Bock, Barbara (Ruhr-University Bochum) | Alber, Michael (Ruhr-University Bochum) | Rogall, Michael (Geological Survey and Mining Authority of Rhineland-Palatinate) | Wehinger, Ansgar (Geological Survey and Mining Authority of Rhineland-Palatinate) | Scherschel, Jürgen (Baugrundinstitut Franke-Meißner und Partner GmbH) | Sachtleben, Volker (Baugrundinstitut Franke-Meißner und Partner GmbH)
As a relict of former subsurface basalt mining activity within the municipal area of the city of Mendig (Germany) an area of about 200,000 m² of disused pillar supported mining openings still exists at about 15-20 m below the current ground surface. After the shutdown of mining, numerous pillars experienced brittle deformation and several surface collapses occurred. To prevent any further harmful damages, a risk assessment with modeling of relevant parts of the mining openings is carried out currently. The geomechanical input data for modeling are based on the results of numerous laboratory tests. The test results indicate that pillar failure is strongly influenced by a combination of particular pillar properties like geomechanical properties as well as geometric pillar properties.
In the course of the 19th and 20th century extensive subsurface mining activities for the exploitation of the well-known "Mendig basalt" have left behind exhausted stope-and-pillar mining plants below the city of Mendig, Germany. During the mining activities, the remaining pillars had to ensure the support of the overburden and to provide a stable and safe surface environment.
For some of the basalt pillars below the meanwhile intensely developed urban areas of Mendig, the uniaxial compression strength (UCS) has been exceeded later on and consequently the corresponding pillars experienced brittle deformation after the shutdown of the mining plants.
In order to assess the currently given rock mass strength of the remaining pillars, the mechanical properties of the pillars (e.g. uniaxial rock and rock mass strength) as well as the geometrical properties of the pillars (e.g. cross sectional area, height, shape, axial orientation and slenderness) have to be considered.

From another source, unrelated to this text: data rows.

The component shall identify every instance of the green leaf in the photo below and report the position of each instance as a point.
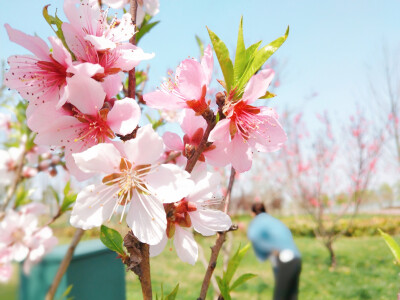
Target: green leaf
(223, 287)
(242, 279)
(112, 239)
(223, 58)
(172, 295)
(240, 57)
(260, 57)
(234, 262)
(200, 44)
(145, 29)
(392, 244)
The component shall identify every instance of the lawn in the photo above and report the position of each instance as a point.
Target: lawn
(365, 271)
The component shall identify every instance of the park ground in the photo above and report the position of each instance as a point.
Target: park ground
(365, 271)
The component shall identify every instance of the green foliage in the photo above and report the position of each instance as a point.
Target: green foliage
(392, 244)
(58, 30)
(170, 296)
(225, 62)
(247, 61)
(112, 239)
(145, 27)
(154, 122)
(69, 198)
(224, 283)
(22, 196)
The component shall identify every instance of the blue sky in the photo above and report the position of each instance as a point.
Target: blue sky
(332, 43)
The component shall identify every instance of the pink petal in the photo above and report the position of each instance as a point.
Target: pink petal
(169, 183)
(173, 141)
(258, 85)
(157, 249)
(112, 85)
(138, 150)
(33, 43)
(241, 156)
(191, 122)
(207, 62)
(147, 219)
(59, 52)
(93, 206)
(190, 79)
(162, 100)
(86, 69)
(185, 245)
(101, 158)
(209, 222)
(86, 94)
(124, 116)
(220, 131)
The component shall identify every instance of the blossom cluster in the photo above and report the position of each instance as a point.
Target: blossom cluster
(22, 239)
(76, 103)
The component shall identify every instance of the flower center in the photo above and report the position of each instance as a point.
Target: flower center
(96, 129)
(129, 178)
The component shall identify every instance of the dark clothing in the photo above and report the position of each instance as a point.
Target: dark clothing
(287, 277)
(272, 239)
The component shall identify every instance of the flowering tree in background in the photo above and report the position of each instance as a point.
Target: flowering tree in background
(325, 175)
(84, 107)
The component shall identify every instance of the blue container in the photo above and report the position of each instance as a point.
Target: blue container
(95, 272)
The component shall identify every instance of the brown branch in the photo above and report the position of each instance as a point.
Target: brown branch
(64, 264)
(17, 179)
(218, 243)
(139, 262)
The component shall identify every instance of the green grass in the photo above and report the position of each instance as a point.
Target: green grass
(365, 271)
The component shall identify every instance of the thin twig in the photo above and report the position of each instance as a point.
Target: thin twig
(17, 179)
(64, 264)
(218, 243)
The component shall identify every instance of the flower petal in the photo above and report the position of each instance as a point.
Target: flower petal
(93, 206)
(101, 158)
(86, 94)
(146, 148)
(258, 85)
(208, 222)
(170, 183)
(33, 43)
(147, 219)
(185, 245)
(124, 116)
(157, 249)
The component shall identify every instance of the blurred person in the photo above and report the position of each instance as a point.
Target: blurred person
(272, 239)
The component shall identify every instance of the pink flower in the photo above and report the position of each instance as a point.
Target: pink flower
(189, 88)
(83, 122)
(193, 127)
(246, 127)
(193, 210)
(42, 77)
(132, 176)
(8, 164)
(23, 238)
(93, 40)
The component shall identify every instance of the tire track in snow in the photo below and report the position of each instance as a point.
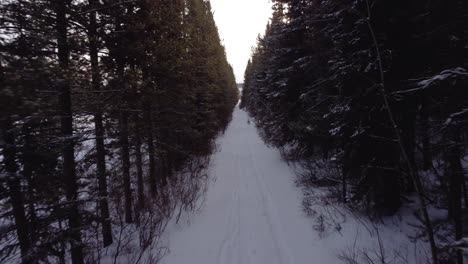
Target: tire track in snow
(283, 250)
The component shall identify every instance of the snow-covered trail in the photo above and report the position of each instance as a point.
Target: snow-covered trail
(253, 210)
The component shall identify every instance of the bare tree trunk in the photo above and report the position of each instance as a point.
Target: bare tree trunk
(151, 152)
(139, 164)
(27, 173)
(99, 130)
(456, 175)
(68, 151)
(124, 146)
(15, 192)
(426, 151)
(413, 173)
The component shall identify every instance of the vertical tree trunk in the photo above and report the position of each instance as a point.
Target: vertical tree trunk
(151, 152)
(126, 165)
(28, 175)
(99, 130)
(15, 192)
(68, 151)
(139, 164)
(426, 151)
(455, 177)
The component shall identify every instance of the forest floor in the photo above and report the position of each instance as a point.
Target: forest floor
(253, 213)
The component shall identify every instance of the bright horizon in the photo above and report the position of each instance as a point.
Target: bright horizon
(239, 23)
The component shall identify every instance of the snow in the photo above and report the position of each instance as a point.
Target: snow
(252, 212)
(254, 215)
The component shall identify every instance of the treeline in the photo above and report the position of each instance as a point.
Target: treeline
(108, 115)
(379, 90)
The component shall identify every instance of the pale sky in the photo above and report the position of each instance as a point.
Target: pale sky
(239, 23)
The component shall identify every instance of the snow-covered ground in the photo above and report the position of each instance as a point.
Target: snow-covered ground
(253, 214)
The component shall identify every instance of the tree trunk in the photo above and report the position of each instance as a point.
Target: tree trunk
(139, 164)
(151, 152)
(15, 192)
(28, 175)
(426, 151)
(455, 177)
(126, 165)
(99, 130)
(68, 151)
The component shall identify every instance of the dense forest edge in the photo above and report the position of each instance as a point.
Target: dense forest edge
(108, 115)
(368, 98)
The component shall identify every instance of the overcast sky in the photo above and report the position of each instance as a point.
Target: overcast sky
(239, 23)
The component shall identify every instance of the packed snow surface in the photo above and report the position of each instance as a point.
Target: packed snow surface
(253, 215)
(252, 212)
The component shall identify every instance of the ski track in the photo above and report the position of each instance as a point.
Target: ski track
(253, 210)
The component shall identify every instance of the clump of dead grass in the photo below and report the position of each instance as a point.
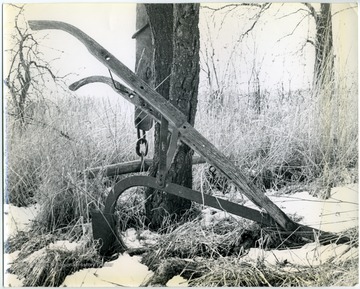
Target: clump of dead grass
(228, 237)
(49, 267)
(232, 272)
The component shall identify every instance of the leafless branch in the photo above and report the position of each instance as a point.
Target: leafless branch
(348, 8)
(312, 10)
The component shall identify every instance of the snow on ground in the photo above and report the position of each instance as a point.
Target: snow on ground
(124, 271)
(18, 218)
(335, 214)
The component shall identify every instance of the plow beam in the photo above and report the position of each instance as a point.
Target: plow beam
(155, 105)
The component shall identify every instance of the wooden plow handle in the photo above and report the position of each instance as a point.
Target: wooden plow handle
(157, 106)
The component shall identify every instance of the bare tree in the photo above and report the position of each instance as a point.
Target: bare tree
(324, 55)
(175, 33)
(28, 71)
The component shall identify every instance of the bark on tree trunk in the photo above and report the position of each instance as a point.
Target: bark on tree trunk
(176, 70)
(144, 60)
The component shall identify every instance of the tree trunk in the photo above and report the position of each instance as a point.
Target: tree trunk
(144, 61)
(324, 59)
(176, 70)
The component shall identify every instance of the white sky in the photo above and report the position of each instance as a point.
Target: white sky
(112, 25)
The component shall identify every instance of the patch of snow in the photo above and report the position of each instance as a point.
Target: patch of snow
(9, 259)
(309, 255)
(177, 281)
(11, 280)
(124, 271)
(18, 218)
(131, 238)
(336, 214)
(64, 245)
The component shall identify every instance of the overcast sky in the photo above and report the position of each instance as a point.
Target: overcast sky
(112, 25)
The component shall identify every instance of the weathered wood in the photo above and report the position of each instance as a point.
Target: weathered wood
(127, 168)
(175, 118)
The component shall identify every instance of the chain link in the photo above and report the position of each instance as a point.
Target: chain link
(141, 152)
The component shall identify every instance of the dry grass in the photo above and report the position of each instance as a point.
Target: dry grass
(232, 272)
(48, 267)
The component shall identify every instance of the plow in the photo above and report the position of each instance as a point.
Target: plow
(155, 107)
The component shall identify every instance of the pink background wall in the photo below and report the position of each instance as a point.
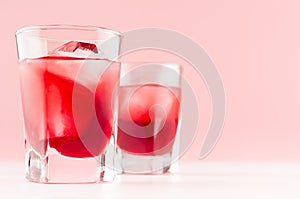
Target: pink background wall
(255, 45)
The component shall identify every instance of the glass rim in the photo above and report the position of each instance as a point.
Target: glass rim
(67, 27)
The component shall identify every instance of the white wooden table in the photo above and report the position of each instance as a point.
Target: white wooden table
(199, 179)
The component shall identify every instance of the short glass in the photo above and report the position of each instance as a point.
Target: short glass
(67, 78)
(148, 112)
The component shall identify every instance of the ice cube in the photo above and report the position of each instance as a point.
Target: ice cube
(76, 48)
(72, 46)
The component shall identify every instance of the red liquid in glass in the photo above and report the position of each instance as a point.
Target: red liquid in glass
(157, 128)
(48, 92)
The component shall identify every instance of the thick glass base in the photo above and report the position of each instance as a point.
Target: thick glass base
(55, 168)
(138, 164)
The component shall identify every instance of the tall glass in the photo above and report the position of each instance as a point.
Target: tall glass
(67, 77)
(148, 113)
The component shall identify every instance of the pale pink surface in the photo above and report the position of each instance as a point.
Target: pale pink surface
(254, 44)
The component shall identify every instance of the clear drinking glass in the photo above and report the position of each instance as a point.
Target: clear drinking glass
(67, 78)
(148, 112)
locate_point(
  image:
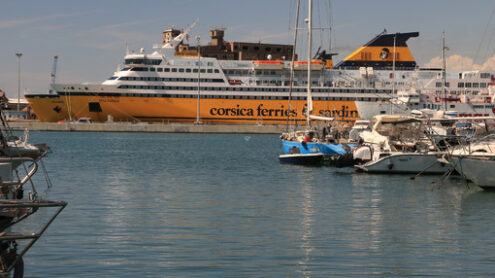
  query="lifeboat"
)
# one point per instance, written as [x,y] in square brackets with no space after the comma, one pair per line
[303,65]
[268,64]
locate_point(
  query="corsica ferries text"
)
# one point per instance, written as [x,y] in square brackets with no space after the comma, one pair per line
[261,111]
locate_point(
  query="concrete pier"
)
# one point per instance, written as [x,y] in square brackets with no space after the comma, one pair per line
[147,127]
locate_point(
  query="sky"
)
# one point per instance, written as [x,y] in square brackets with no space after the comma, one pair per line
[90,36]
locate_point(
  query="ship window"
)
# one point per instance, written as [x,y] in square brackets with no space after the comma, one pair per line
[94,107]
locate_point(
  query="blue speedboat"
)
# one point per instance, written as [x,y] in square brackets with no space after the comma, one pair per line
[303,145]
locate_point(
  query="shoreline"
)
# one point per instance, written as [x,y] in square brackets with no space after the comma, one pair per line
[148,127]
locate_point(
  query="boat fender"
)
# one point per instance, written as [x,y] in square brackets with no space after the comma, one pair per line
[19,268]
[19,194]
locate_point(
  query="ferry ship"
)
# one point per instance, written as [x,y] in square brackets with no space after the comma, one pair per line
[180,83]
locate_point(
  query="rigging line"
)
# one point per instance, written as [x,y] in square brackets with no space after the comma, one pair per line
[320,11]
[293,58]
[484,34]
[330,23]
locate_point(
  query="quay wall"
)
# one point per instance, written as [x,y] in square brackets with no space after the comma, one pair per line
[148,127]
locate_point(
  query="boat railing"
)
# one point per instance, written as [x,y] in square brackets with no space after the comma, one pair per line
[9,255]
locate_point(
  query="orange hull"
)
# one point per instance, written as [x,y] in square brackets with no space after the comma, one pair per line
[245,111]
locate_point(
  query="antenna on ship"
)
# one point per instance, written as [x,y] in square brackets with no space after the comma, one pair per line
[444,72]
[53,74]
[310,30]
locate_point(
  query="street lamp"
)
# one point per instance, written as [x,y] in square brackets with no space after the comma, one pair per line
[199,78]
[19,81]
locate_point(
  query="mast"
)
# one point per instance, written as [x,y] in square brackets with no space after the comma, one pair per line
[53,74]
[393,76]
[444,73]
[291,81]
[308,97]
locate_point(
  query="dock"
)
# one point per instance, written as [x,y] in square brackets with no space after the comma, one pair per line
[148,127]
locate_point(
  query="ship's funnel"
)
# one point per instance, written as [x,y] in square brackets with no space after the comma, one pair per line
[379,53]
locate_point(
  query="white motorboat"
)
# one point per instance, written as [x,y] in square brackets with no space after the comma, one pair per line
[477,168]
[398,144]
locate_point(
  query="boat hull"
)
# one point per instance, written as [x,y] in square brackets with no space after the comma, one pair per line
[406,163]
[302,159]
[292,147]
[49,108]
[213,110]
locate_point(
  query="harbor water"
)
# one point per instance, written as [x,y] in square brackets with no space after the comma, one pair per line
[220,205]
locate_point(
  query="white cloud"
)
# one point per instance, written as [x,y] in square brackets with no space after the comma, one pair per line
[461,63]
[23,21]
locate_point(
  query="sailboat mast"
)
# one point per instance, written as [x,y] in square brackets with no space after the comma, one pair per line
[444,73]
[393,76]
[293,58]
[308,98]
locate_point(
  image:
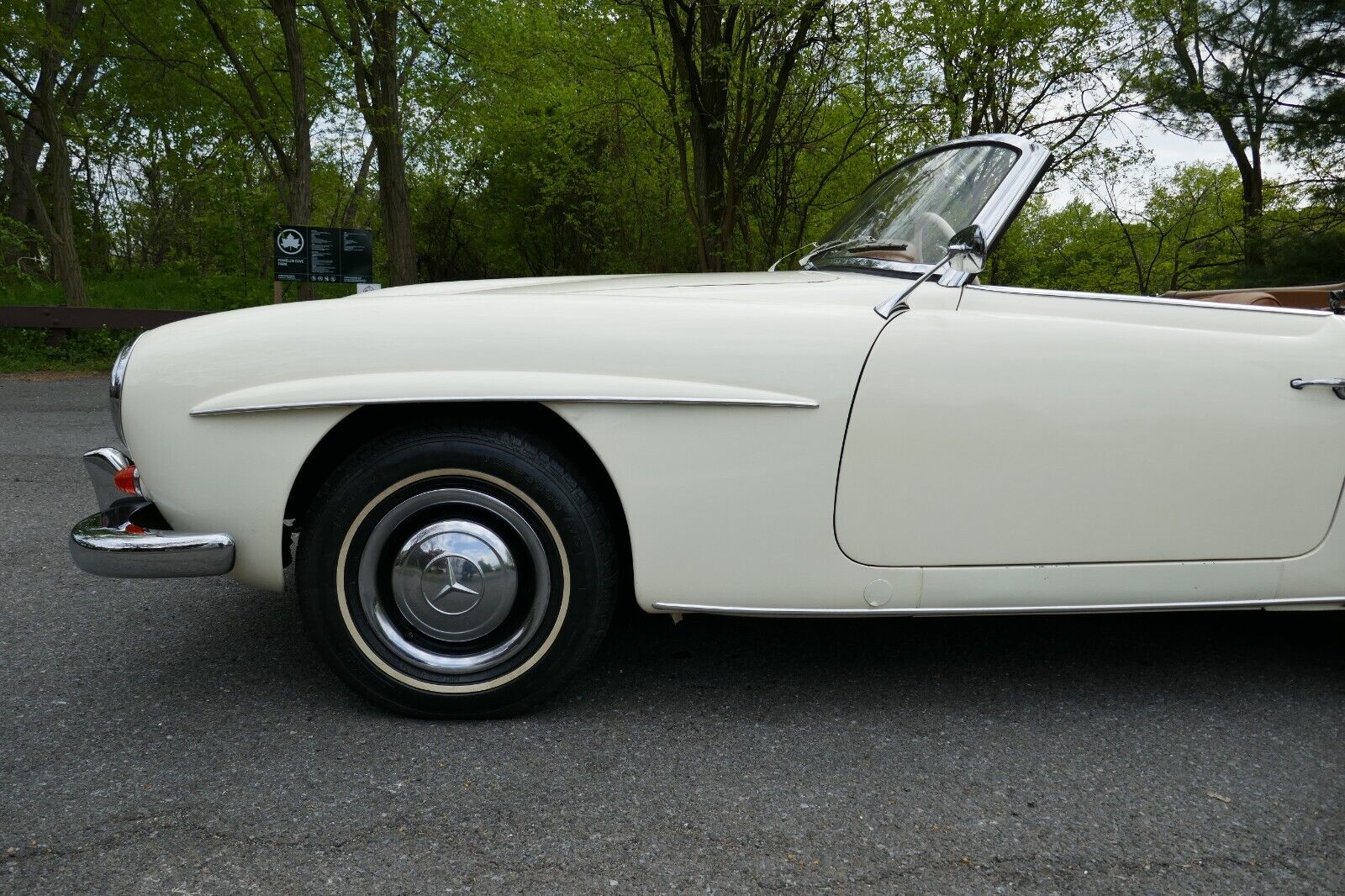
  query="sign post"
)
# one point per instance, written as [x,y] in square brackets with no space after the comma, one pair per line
[322,255]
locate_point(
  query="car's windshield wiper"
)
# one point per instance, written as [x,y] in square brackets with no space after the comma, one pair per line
[806,261]
[878,245]
[860,242]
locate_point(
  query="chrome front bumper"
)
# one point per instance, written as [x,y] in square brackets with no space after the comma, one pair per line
[129,539]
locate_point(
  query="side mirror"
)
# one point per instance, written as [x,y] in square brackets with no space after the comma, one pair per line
[966,255]
[968,250]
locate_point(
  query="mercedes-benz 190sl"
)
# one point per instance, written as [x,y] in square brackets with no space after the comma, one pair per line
[470,475]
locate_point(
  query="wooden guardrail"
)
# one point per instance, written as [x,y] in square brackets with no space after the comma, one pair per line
[67,318]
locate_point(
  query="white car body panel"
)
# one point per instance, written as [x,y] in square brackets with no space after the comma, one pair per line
[751,336]
[732,508]
[1056,430]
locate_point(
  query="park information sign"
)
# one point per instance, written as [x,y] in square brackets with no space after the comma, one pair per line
[323,255]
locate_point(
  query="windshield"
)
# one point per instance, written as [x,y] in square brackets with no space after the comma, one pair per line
[911,213]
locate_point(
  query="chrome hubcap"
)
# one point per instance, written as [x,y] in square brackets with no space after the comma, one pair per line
[467,584]
[455,580]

The compilation and interpretation of a corresponding data base is the topic of a current research project. The project includes desk studies and site investigation drillings for the exploration of further suspected subsurface mining areas, 3D laser scanning and geotechnical mapping of known and explored mining areas, as well as core sampling, the execution of laboratory tests, and the numerical modeling for the stability assessment of known mining areas.